After beginning his book with this focus on Marathon, Billows spends the next 150-odd pages discussing the background to the battle. In chapter one he gives readers a thumbnail history of Greece from the time of Homer to the eve of the Persian Wars, including discussions of hoplite warfare, Spartan society, and lyric poetry. Chapter two is an introduction to Persia, its geography and religion, the creation of the Persian Empire and its expansion and organization under its first three kings, Cyrus, Cambyses, and Darius. Chapter three focuses on Athens: the reforms of Solon in the early 6th century B.C., the tyranny of Pisistratus and his son, Cleisthenes' democratic reforms, and so on. In chapter four Billows discusses the Ionian Revolt, when the Greek states on the coast of Asia Minor attempted--with the help of the Athenians--to free themselves from Persian control.
Having set the stage in his first four chapters, Billows finally returns to Marathon in chapters five and six. In the former he discusses the battle itself, and in his concluding chapter he provides a quick overview of what happened after Marathon--the political, military, and intellectual developments of the rest of the 5th century and some of the 4th.

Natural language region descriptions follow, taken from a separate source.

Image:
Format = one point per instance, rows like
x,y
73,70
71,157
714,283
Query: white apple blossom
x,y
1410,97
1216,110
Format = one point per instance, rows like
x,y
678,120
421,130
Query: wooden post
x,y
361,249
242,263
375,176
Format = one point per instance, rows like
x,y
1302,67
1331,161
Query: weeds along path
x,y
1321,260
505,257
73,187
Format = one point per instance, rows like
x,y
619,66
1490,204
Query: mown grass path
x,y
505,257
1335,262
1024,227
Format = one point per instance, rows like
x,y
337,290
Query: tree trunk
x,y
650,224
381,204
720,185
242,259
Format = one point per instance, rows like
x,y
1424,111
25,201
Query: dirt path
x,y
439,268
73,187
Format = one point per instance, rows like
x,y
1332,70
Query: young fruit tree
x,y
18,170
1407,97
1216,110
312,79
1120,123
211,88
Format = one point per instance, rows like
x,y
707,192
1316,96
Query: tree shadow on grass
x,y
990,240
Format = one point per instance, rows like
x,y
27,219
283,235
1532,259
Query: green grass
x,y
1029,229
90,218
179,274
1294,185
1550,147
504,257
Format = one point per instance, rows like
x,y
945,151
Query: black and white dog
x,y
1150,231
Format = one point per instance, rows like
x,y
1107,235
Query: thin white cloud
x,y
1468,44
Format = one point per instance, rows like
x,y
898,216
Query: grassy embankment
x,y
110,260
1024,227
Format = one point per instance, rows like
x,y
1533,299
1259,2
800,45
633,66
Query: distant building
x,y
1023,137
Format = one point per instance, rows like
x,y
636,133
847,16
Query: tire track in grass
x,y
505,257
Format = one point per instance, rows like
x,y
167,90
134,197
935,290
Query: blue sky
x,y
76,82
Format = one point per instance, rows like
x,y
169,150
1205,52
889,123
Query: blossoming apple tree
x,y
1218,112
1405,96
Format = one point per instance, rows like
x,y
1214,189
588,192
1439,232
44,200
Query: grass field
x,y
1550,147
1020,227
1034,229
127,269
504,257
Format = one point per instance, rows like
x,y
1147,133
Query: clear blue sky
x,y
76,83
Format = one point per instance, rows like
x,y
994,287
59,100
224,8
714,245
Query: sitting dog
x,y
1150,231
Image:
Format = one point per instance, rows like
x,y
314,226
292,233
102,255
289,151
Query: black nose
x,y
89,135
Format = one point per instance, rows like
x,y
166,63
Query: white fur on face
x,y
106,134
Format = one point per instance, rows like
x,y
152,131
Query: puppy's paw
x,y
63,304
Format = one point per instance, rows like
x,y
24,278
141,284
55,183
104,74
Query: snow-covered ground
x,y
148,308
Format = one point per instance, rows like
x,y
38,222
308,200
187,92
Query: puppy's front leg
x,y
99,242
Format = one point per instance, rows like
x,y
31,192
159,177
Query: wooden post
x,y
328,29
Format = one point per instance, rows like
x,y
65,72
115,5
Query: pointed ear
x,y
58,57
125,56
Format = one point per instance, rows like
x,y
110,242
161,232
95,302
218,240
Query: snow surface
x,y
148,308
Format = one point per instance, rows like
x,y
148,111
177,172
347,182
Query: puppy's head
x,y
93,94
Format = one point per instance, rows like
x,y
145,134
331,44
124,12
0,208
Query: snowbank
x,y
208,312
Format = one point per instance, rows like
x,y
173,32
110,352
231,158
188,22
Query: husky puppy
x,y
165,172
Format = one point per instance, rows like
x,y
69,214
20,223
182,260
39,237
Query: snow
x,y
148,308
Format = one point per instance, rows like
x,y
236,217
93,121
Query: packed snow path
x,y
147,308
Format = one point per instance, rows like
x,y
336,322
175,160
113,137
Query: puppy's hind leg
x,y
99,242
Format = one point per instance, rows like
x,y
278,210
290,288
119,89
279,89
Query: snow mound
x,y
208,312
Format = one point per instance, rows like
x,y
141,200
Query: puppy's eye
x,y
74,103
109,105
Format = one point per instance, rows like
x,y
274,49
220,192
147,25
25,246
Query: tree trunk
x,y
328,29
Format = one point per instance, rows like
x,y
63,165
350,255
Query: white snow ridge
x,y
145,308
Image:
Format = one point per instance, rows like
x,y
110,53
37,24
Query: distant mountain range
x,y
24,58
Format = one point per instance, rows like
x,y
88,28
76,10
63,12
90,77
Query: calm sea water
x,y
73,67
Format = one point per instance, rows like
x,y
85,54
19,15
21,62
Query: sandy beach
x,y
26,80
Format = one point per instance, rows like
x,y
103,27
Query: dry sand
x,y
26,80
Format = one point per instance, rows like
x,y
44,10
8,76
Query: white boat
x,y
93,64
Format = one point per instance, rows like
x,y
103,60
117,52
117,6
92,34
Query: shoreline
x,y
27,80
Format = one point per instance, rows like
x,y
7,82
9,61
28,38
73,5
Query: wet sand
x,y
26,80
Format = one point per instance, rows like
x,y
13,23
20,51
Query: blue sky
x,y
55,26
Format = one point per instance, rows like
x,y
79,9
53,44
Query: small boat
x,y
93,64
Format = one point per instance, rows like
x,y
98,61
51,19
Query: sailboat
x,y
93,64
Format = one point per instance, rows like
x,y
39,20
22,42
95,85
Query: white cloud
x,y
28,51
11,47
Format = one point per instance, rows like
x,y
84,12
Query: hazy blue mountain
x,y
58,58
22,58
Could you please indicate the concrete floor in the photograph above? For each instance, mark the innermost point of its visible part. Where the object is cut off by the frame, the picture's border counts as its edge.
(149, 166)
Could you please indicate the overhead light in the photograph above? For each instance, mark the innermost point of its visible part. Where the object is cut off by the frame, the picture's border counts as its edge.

In closing, Billows returns to the subject of his introduction, arguing again that Marathon was a decisive battle by considering what would have happened had the Athenians lost:
- The Athenians who survived the battle would have been deported and resettled somewhere near the Persian Gulf
- The Persians would have subjugated the rest of Greece
- The Athenians' various intellectual achievements--the great tragedies of the 5th century, the comedies of Aristophanes; the philosophy of Aristotle and Plato; Thucydides' History--would not have existed to inspire subsequent playwrights and intellectuals
- Athenian democracy would have ended a mere 15 years after its creation, a failed experiment:
"What that would have meant for the later history of democratic theory and democratic governing systems can only be guessed at; but it is obvious that without its most successful model, the story of democracy in ancient Greece would have [been] very different and likely much poorer; and the concept of democracy as a viable governing system, indeed the whole vocabulary of democratic politics, would have been radically different."
Billows's Marathon is a sober, competently written book. I think there is some potential, however, for readers to be disappointed with it: the book's title and subtitle suggest that the focus of the book will be squarely on the battle of Marathon and its consequences. What one gets, however, is slightly different, an introduction to Greek history as a whole that culminates in the battle of Marathon while making a case for the battle's importance. Billows provides much more background information than is really necessary for a book aiming to introduce readers to Marathon (the nitty-gritty of Solon's economic reforms, for example). One may contrast this approach with Barry Strauss's The Battle of Salamis, which, while by no means leaving the reader in the dark about the context of the naval battle, is much more focused on Salamis than Billows is on Marathon. So the title of Billows's book feels a bit like false advertising. It is, however, a very good (if not very exciting) introduction to Greek history that will be accessible to the general reader and to undergraduates.